Luttes et mobilisations

JIM - L’Ordre des médecins appelle à manifester !

Février 2023, par Info santé sécu social

Paris, le samedi 10 février 2023
Le Conseil national de l’Ordre des médecins annonce qu’il participera à la grande manifestation des médecins de mardi prochain contre la loi Rist.

C’est semble-t-il une première dans l’histoire de l’Ordre : ce jeudi, le Conseil national de l’Ordre des médecins (CNOM) a annoncé qu’il « prendra part à la manifestation organisée pour protester contre la proposition de loi Rist » mardi prochain. Organisé par l’ensemble des six syndicats de la médecine libérale (MG France, CSMF, FMF, SML, UFML, Avenir Spé), cette manifestation et cette grève des cabinets répondra plusieurs mots d’ordre (augmentation du tarif de la consultation, défense de la liberté d’installation, dénonciation du contrat d’engagement territorial…) mais sera avant tout dirigée contre la proposition de loi de la députée et médecin Stéphanie Rist.

Adoptée à l’unanimité en première lecture à l’Assemblée Nationale le 19 janvier dernier, cette loi prévoit de permettre l’accès direct à certaines professions paramédicales (kinésithérapeutes, orthophonistes, IPA) et ouvre le droit à la primo-prescription aux IPA. Une réforme qui créé un « risque de désorganisation des soins » selon le CNOM. « L’adopter, c’est promettre aux Français une médecine à deux vitesses, entériner des risques de perte de chance pour les patients » poursuit le communiqué de ce jeudi. « Nous médecins, nous ne pouvons accepter que certains de nos concitoyens n’aient pas accès à un diagnostic médical et à une stratégie thérapeutique qui relèvent de la compétence des médecins et d’eux seuls, compte tenu de leur longue formation initiale et de leur formation continue ».

« Tout patient a le droit de voir un médecin »
En octobre dernier pourtant, le CNOM s’était prononcé en faveur d’un renforcement du partage de compétences entre les médecins et les paramédicaux lors d’une réunion du comité de liaison des institutions ordinales (CLIO).

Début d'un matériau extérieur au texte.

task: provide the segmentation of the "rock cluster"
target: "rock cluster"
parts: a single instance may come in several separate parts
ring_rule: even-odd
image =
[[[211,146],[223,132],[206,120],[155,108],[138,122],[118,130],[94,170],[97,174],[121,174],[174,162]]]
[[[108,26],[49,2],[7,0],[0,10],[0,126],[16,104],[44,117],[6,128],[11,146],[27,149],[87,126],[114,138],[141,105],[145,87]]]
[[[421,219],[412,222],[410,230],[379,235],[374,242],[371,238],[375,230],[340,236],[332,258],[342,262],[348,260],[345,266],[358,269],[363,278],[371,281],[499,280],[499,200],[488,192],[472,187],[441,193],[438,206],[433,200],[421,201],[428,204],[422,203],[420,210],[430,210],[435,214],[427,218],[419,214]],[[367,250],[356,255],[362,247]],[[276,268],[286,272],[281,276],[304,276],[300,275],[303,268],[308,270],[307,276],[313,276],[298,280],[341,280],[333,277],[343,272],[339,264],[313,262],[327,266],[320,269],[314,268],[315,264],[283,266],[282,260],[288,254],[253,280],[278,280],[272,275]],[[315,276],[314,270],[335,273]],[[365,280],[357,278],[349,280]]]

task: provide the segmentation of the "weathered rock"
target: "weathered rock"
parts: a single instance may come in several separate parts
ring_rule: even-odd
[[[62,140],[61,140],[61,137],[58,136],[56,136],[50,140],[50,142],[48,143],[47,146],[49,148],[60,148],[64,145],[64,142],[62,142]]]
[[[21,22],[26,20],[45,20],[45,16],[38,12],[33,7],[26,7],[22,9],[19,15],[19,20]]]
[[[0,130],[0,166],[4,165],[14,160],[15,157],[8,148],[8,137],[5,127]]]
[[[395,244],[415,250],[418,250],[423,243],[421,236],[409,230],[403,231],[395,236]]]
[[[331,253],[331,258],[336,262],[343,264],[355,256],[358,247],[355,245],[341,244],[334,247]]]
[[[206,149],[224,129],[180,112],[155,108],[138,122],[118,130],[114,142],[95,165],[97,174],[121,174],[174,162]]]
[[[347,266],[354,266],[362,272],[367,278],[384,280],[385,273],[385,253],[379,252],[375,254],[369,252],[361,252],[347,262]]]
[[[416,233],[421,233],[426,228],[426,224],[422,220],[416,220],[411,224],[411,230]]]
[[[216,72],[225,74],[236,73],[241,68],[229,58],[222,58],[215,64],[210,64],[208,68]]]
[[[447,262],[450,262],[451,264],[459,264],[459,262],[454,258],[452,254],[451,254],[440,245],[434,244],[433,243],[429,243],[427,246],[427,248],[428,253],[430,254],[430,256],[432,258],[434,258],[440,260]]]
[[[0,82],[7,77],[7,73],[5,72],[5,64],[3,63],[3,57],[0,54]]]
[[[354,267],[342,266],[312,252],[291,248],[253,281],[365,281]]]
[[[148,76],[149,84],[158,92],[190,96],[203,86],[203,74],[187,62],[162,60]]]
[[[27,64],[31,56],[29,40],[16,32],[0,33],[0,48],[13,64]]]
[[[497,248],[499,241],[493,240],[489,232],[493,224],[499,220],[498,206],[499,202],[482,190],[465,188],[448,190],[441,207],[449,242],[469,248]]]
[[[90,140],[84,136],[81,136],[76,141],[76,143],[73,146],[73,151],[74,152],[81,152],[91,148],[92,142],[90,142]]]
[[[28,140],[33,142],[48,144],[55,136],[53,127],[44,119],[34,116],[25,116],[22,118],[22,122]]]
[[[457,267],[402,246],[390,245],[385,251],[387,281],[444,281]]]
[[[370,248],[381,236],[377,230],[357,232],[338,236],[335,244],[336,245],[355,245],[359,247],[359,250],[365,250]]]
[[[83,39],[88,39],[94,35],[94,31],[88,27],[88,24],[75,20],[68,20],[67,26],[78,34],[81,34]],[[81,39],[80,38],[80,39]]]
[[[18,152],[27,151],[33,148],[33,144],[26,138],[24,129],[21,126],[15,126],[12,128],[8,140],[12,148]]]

Mais il semble désormais que le CNOM juge que la loi Rist va trop loin en permettant un accès direct aux paramédicaux. « Tout patient a le droit de voir un médecin s’il est malade, seule la coordination par le médecin est à même de garantir aux patients l’accessibilité, la qualité et la sécurité de leurs parcours de soins » estime-t-il.

La manifestation du 14 février coïncidera avec le début de l’examen de la proposition de loi Rist par le Sénat en séance publique. A la commission des affaires sociales ce mercredi, les sénateurs ont d’ores et déjà entendu les inquiétudes des médecins et ont fortement amendé le texte voté par les députés.

Les sénateurs ont tout d’abord précisé que l’accès direct aux paramédicaux ne pourra être possible qu’au sein des maisons de santé pluriprofessionnels (MSP), des centres de santé et des équipes de soins primaires et spécialisés et non plus des CPTS, afin de s’assurer que les paramédicaux « exercent leur activité en lien étroit avec les médecins » explique la sénatrice LR Corinne Imbert, rapporteur du texte (ce qui sous-entend que ces modes d’exercice implique nécessairement une collaboration effective entre les professionnels). Un amendement a aussi été adopté pour que le droit à la primo-prescription des IPA soit conditionné à des avis de la Haute Autorité de Santé (HAS) et de l’Académie de Médecine.

Les sénateurs votent une « taxe anti-lapins »
Les sénateurs ont également supprimé deux amendements votés par l’Assemblée Nationale et qui inquiétaient particulièrement les médecins : l’un qui créait un principe de « responsabilité collective » des soignants concernant la permanence des soins, dénoncé comme un retour des gardes obligatoires par les médecins, l’autre qui visait à récompenser « l’engagement territorial » des libéraux. Dans les deux cas, les sénateurs ont jugé que ces amendements étaient « inutilement inquiétants et dénués d’effet » et ont renvoyé aux négociations conventionnelles le soin de régler ces questions. Parallèlement, les sénateurs ont voté un amendement créant « une indemnisation du médecin à la charge du patient fautif » lorsqu’un patient n’honorera pas un rendez-vous.

Ces gages donnés aux médecins par les élus de la haute assemblée suffiront-t-ils à apaiser leur colère et à les dissuader de venir manifester mardi prochain ? Peu probable tant les appels à manifester se multiplient. Outre le CNOM, les syndicats Jeunes Médecins et Reajgir, ainsi que le collectif Médecins pour demain et la fédération SOS Médecins ont récemment annoncé leur participation à la manifestation du 14 février.